よくまあ、これだけ毎年欠かさずチェックされているのだなあ、と感心しかない内容で、一度もコミケに行ったことさえ無い私でさえも、その状況を手によるようにして分かる特集でした。

今冬のコミケからは、豊洲市場の開業により、このあたりの動き(特に早朝の市場関係者とコミケ参加者との交錯)の変化が気になるところです。


通信販売は、下記のサイトで取り扱っています。
COMIC ZIN 通信販売/商品詳細 TOKYO 13 SUBWAYS 有楽町・副都心線編
TOKYO 13 SUBWAYS 有楽町・副都心線編(武蔵野運輸区)の通販・購入はメロンブックス | メロンブックス

また店舗では、東京都内の書泉グランデ、書泉ブックタワーでも取り扱っているとのことです。

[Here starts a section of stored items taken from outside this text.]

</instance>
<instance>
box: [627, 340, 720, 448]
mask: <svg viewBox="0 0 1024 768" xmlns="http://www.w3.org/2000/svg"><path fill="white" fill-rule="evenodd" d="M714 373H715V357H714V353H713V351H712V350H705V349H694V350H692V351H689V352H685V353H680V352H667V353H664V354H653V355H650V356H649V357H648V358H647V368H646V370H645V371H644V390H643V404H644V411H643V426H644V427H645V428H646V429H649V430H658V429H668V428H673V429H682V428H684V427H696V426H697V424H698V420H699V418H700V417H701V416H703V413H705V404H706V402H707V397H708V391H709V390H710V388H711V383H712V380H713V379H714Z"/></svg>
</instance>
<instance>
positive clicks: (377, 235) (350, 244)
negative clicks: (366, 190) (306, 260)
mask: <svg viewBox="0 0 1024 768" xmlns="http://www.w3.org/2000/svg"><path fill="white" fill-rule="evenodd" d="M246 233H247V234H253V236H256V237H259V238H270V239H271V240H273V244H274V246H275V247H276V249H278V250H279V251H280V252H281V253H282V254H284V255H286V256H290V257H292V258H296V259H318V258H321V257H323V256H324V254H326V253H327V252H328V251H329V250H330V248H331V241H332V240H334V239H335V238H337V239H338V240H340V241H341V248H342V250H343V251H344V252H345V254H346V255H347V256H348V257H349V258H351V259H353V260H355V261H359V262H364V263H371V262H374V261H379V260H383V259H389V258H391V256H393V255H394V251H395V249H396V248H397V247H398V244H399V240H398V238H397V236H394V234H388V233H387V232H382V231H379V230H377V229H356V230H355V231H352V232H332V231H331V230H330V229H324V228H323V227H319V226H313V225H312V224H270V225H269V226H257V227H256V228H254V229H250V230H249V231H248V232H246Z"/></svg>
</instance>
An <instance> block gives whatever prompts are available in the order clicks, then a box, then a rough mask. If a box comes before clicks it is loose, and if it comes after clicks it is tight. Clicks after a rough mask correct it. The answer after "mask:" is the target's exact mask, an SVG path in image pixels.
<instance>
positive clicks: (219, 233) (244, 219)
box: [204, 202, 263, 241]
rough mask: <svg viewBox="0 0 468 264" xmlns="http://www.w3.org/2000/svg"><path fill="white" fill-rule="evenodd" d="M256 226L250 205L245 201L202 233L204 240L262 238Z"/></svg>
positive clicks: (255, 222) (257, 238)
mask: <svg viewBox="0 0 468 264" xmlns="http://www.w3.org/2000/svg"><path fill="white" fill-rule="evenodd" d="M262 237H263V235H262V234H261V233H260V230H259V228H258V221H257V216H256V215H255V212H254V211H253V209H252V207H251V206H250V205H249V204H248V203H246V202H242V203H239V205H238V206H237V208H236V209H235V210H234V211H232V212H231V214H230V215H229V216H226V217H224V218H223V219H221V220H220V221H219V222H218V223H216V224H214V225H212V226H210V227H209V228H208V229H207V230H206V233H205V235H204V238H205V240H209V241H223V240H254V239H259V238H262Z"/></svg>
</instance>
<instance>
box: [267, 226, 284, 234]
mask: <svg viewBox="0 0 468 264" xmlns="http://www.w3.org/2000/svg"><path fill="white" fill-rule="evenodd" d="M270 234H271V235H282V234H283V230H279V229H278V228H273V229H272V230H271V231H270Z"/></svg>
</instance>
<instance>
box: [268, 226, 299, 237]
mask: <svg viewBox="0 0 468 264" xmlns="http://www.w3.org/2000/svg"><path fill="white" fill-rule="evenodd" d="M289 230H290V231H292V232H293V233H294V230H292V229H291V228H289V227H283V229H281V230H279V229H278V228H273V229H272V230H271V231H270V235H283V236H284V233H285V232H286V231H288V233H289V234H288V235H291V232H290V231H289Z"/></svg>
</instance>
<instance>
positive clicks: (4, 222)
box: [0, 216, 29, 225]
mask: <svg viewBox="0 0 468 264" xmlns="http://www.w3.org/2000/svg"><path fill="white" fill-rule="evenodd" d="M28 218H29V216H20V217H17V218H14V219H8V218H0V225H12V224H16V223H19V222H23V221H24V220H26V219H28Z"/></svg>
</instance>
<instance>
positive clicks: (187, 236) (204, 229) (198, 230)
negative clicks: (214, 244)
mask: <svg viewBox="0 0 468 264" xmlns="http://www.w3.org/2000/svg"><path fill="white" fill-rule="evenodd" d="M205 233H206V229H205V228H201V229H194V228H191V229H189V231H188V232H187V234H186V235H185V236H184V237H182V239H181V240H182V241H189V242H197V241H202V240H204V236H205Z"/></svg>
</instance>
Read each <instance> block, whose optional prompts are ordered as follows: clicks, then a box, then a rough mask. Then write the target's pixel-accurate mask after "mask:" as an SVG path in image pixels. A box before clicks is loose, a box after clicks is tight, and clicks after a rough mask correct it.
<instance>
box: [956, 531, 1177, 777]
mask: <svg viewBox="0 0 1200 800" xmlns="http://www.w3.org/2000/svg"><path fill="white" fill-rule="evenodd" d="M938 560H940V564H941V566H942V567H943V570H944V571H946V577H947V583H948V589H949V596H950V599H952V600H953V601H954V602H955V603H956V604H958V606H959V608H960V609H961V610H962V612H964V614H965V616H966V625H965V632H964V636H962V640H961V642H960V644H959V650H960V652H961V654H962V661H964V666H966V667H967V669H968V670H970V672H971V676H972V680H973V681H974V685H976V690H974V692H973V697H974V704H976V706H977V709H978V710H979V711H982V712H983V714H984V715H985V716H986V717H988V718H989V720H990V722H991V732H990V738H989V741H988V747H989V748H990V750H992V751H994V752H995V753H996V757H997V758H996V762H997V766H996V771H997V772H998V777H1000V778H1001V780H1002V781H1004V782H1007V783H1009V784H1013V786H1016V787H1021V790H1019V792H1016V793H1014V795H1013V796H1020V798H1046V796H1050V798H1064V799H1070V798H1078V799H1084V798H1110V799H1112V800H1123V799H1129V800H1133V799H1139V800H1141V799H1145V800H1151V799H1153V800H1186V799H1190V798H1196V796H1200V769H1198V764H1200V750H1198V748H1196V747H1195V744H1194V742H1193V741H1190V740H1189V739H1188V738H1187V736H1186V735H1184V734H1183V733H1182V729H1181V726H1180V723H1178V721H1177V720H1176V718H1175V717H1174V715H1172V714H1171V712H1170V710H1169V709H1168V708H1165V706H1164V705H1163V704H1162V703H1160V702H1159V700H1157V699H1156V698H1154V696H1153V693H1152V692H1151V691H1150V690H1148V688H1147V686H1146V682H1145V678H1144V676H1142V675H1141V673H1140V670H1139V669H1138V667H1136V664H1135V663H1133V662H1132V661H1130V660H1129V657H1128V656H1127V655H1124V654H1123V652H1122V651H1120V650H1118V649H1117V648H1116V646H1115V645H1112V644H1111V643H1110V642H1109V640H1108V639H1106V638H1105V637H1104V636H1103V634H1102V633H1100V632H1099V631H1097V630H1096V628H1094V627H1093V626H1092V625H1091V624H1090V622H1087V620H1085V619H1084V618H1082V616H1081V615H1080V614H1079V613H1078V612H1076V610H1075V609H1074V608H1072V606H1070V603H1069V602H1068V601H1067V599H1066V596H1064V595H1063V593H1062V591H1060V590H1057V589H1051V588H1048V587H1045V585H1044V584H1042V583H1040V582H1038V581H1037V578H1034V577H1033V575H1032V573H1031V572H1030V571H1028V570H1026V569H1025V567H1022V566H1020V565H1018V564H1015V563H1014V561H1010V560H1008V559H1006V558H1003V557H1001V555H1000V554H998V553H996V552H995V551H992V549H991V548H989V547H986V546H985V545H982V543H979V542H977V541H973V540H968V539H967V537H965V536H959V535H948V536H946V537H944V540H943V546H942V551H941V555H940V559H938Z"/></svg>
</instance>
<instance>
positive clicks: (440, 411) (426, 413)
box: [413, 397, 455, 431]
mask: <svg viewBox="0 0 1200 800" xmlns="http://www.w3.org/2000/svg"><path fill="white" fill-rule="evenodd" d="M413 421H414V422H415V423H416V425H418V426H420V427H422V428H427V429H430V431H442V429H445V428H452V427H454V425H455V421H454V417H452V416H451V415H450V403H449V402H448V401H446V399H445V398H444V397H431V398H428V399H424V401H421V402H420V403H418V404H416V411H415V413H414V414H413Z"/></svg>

今回も盛り沢山の内容で、もっと単価が高くてもいいのでは、と思える位の質と量の同人誌。
東京の地下鉄が不案内な私にとっても、勉強という意味では、機会があれば今後も引き続き入手していきたいと思います。


ところで、この「武蔵野運輸区」さんが今冬のコミケで出される同人誌は、JR武蔵野線にフォーカスを当てた「武蔵野線 Re:Dive」とのことです。



武蔵野線といえば、私自身としては東京の外縁部をぐるりと走る路線、という安易なイメージしか思い浮かばないのですが、一方で首都圏をスルーする貨物列車のメインルートであることもあること、首都圏近郊では205系の牙城であるものの徐々に置き換えが進んでいるところであることから、こちらも機会があれば入手できればと思っています。